318-Pound Loggerhead Sea Turtle Found Dead at Orient Point
Nature & Weather, Local News
By Lyndsay McCabe
Published: October 11 2013
The Riverhead Foundation was unable to save a 318-Pound, 3 foot-long female loggerhead turtle that they believe may have died from cold stunning in the waters off of Orient Point.
Scientists are trying to piece together what caused the death of a 318-pound, 3-foot long female loggerhead turtle that washed ashore on an Orient Point beach Wednesday morning.
Loggerhead sea turtles are common to the waters around Long Island, but it is very uncommon for them to be seen on land.
Sea turtles typically turn up on beaches to lay their eggs or to sun themselves, but in the case of turtles such as this female loggerhead, some end up tossed onto beaches after being cold stunned. Riverhead Foundation Director and Senior Biologist Rob DiGiovanni told Newsday that as temperatures drop, turtles can become hypothermic, causing them to wash up on shore, appearing as if they are dead. Often, these hypothermic or "cold stunned" turtles are still alive, but may be on the brink of death, as the low temperatures inhibit their ability to swim to warmer waters.

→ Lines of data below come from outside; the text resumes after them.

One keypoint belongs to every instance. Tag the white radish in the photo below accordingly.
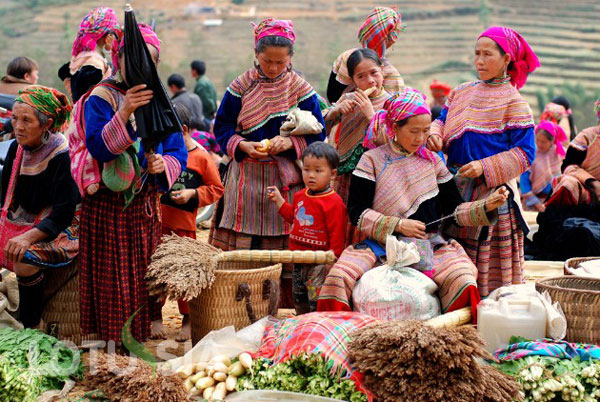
(205, 382)
(220, 392)
(230, 383)
(197, 376)
(236, 369)
(207, 394)
(188, 385)
(246, 360)
(221, 359)
(220, 376)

According to the Riverhead Foundation, the cold stunning season is quickly approaching, and at its height, the foundation receives three to four new admits per day of sea turtles that have been affected by the cold waters. The 2012-2013 winter season was a particularly dangerous season for sea turtles, with 87 turtles being accepted to the foundation, and almost half of them were from cold stunning.
If you come across a sea turtle on a beach that appears to be cold stunned, call the Riverhead Foundation hotline at 631-369-9840. The Riverhead Foundation also offers Cold Stunned Sea Turtle Lectures throughout the season to train citizens to become sea turtle beach patrollers.